Here are a few examples of this:
- The U.S. and United Kingdom coup d’etat in Iran in 1953.
- The 1961 Bay of Pigs Invasion that targeted Cuba.
- The anti-communist purge of Indonesia.
- The support for the Argentinian Dirty War.
Additionally, the United States has interfered with many national elections in other countries including:
- Japan in the 1950s and 1960s to keep the American preferred center-right Liberal Democratic Party in power.
- The Philippines to cultivate the campaign for Ramon Magsaysay for president in 1953.
- Direct facilitation in Lebanon to help Christian parties win elections in 1957.
Image Source: In-Depth News
After the 2016 election of Donald Trump, the country turned its focus towards findings showing that the Russian Government directly intervened in the 2016 presidential election. Americans were outraged by these claims. Some demanded that the results should be thrown out. Some argued that America should retaliate with heavy sanctions. Some were even screaming for war. A large faction even have claimed that Trump and his campaign directly colluded with Russia in order to help facilitate this Russian intervention. It seems rather pointless to spend time speculating on whether Trump and his campaign colluded with the Russian government. Such speculation is an utter waste of time. We must wait until the full facts reveal themselves.
For a country that is so outraged about Russian intervention in elections, Americans seem to not understated our own history. From 1946–2000 the United States executed at least eighty-one both overt and covert interventions in foreign elections. In each case, the ethical, moral, economic, and militaristic reasons for or against directly or indirectly supporting regime change abroad are highly debatable. Each must be looked at objectively. There is little doubt though that the American outrage, specifically that of the intelligence community, over the Russian intervention in the 2016 election is and extreme case of projection. It is hard to place blame upon the average American. The majority of Americans has simply not been taught this historical context.
For whatever reason was given in each of those 81 interventions, there is an underlying problem that cannot be overlooked. After World War II, the US ratified the UN Charter (Unfoundation). This international law legal binds the U.S. government to the Charter’s provisions.

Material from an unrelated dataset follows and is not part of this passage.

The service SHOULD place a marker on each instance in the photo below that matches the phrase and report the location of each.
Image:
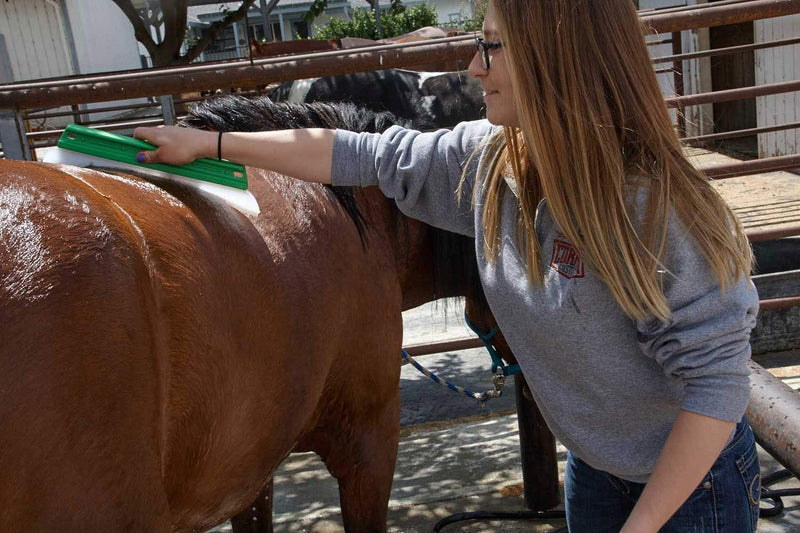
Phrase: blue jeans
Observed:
(725, 502)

This includes Article 2(4) which states:
“All Members shall refrain in their international relations from the threat or use of force against the territorial integrity or political independence of any state, or in any other manner inconsistent with the Purposes of the United Nations.”
As you can see, Article 2(4) of the UN Charter directly prohibits the threat or use of force in international relations. This only can take place in incredibly rare circumstances. Remember, this was ratified in 1945. Also remember, that from 1946 until 2000 the US intervened overtly and covertly in 81 foreign elections. The Soviet Union and United States fought an astounding fifty-six proxy wars throughout the Cold War. Since the Soviet Union’s collapse in December 1991, the United States has taken a far stronger position of leading or supporting wars that determine the governing bodies of numerous nations across the globe.
It is important to understand how the United States operates and has operated with foreign policy throughout the past. Contrary to the cliche, ignorance is not bliss. Our education systems have sold a historical context of a heroic, protective, and morally driven United States. In various conflicts, such as World War II, this indeed was the case. However in many conflicts, this has not been the case. Let’s be very clear: acknowledging that truth is not unpatriotic. Quite the contrary, actually. Acknowledging this history allows us to right our wrongs, moving forward with a clear path charting clear foreign policy goals and stances.